Anti-patterns to avoid
- Vague timelines: "The next morning we noticed..." — when? What did "noticed" actually mean? Who saw what?
- Single-layer root cause: stopping at the trigger event without explaining the masking mechanism. If the system appeared healthy, that masking is the root cause for the duration of the outage.
- Resolution without rationale: a list of commands with no explanation of why this order or why this approach. That's a runbook, not an RCA.
- Hand-wavy recommendations: "improve monitoring" is not actionable. "Alert when
pg_wal_lsn_diff(pg_current_wal_lsn(), confirmed_flush_lsn) > 100MB for 5+ minutes" is.
- Skipping the failed approaches: every dead end you don't document is a trap for the next person.
- No verification: closing the report without proof the fix actually worked. This is how RCAs become folklore.
Workflow
- Confirm the incident is resolved or contained. If still actively firing, defer this skill.
- Mine existing context first. Conversation transcripts, scrollback, prior notes — extract everything you can before asking the user questions.
- Walk the investigation checklist (
references/investigation-checklist.md). Fill gaps by asking targeted questions or running diagnostic commands. Do this even for "small" incidents — the structure forces depth.
- Capture state snapshots.

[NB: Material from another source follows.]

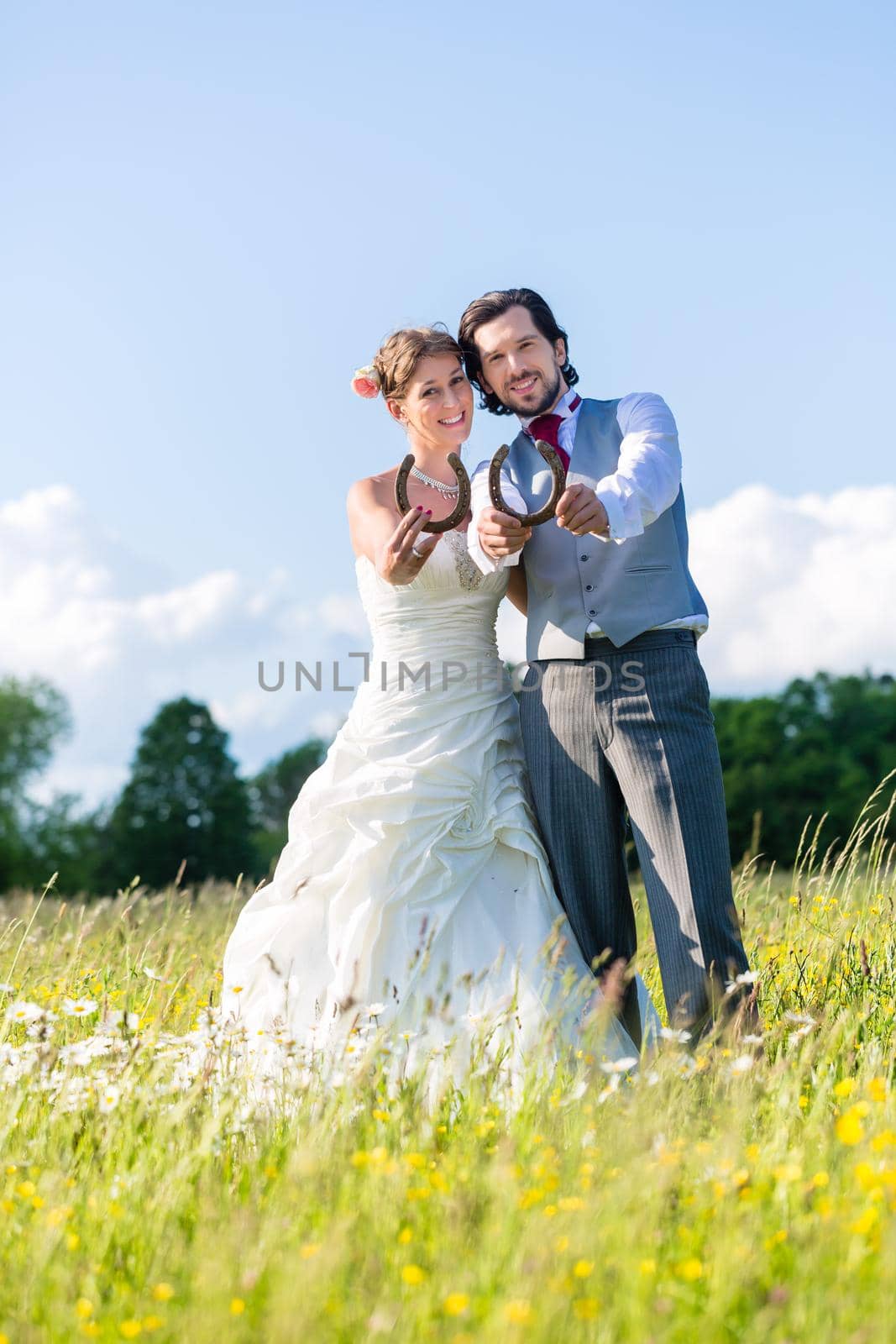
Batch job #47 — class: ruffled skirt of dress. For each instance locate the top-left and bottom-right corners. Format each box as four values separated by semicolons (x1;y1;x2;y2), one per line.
222;655;658;1096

If the system is reachable, grab the current healthy state values now (slot lag, queue depth, error rate, etc.) — these go in the verification section. Lose them and you can't prove the fix.
- Draft the report using
templates/rca-report.md. Fill every section; if a section truly doesn't apply, write "N/A — [reason]" rather than deleting it.
- Validate against the quality rubric (
references/quality-rubric.md). Fix any rubric failures before presenting.
- Save to
<topic>-rca-<YYYY-MM-DD>.md in CWD.
- Show the user the file path and offer to walk through any section. Don't dump the full report into chat unless asked — they'll read the file.
Tone
Match the operator's voice: technical, concise, evidence-led. Lead each section with the answer, then the reasoning. No corporate hedging ("there may have been some impact") — state what happened. No blame language — focus on system gaps, not individuals. The Debezium RCA is the reference; mirror its directness.